The "week-end" part refers to the fact that I wrote it in one week-end with little to no experience in compiler design.
You can check the commit history, 12 to 14 Jan, 2024 :)
The hardest part (IMHO) about getting a simple language running, particularly for beginners, is the “expression”. Mostly for your typical algebraic style infix expressions with precedence.
Just getting the grammar straight on the naturally recursive structures can be a trick. They also touch a large portion of the code generation and run time.
> The hardest part (IMHO) about getting a simple language running, particularly for beginners, is the “expression”
This is why teaching material should be tailored towards teaching rather than implementing demented stuff from the real world just because it is "there." You can easily implement a parser that ignores precedence and tell the reader that we are using brackets to force precedence instead.
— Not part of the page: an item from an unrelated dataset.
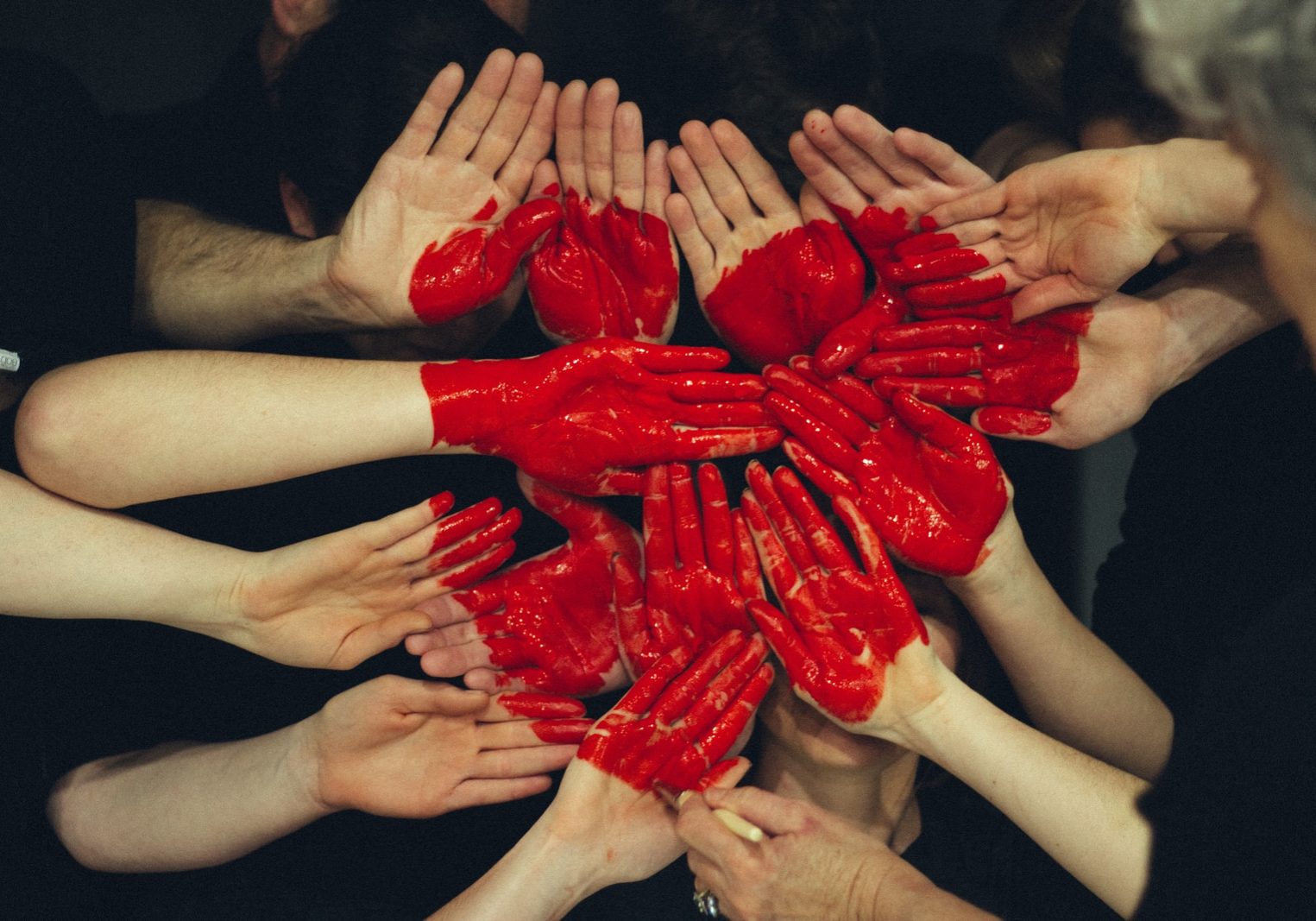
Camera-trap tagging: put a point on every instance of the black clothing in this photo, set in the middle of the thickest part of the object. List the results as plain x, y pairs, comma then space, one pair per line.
1235, 812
In a real-word parser, you might use something like this[1] or some other home-grown algorithm if you didn't know about it. Doesn't matter as long as the parser works.
Is that really the hard part? I figured that part out before I knew much programming: made a simple Excel type formula parser. (A horrible, horrible solution based around replacing strings and manually counting parentheses... but it worked!)
I never got much farther than that though, I've looked into making a compiler many times and got overwhelmed every time.
well, in my personal experience, parsing is the easiest part. it's what you do with the AST once you have one that is the hard part. but for some reason an overwhelming amount of writing is about frontends when you could teach the concepts to a layman with some boxes and arrows.
I think the hardest part is function calls. Implementing the standard calling convention is really fiddly and annoying when you have to save and restore registers around function calls if you want to do it efficiently (keeping track of which registers are dirty, doing parallel loads of registers into the right argument registers, spilling when appropriate, etc. It is fiddly.
The alternative is going to an IR and doing full register allocation but then you need to implement Lengauer-Tarjan to get into SSA, all the same parallel load stuff for phi functions/block arguments, out-of-SSA, reconstruct in optimisation passes all the information you discard by going to a linear IR, etc.
If all you do is construct an AST and interpret it it's not really a compiler is it. It doesn't compile from source to target. At most you're describing a compiler front end (arguably), or an interpreter.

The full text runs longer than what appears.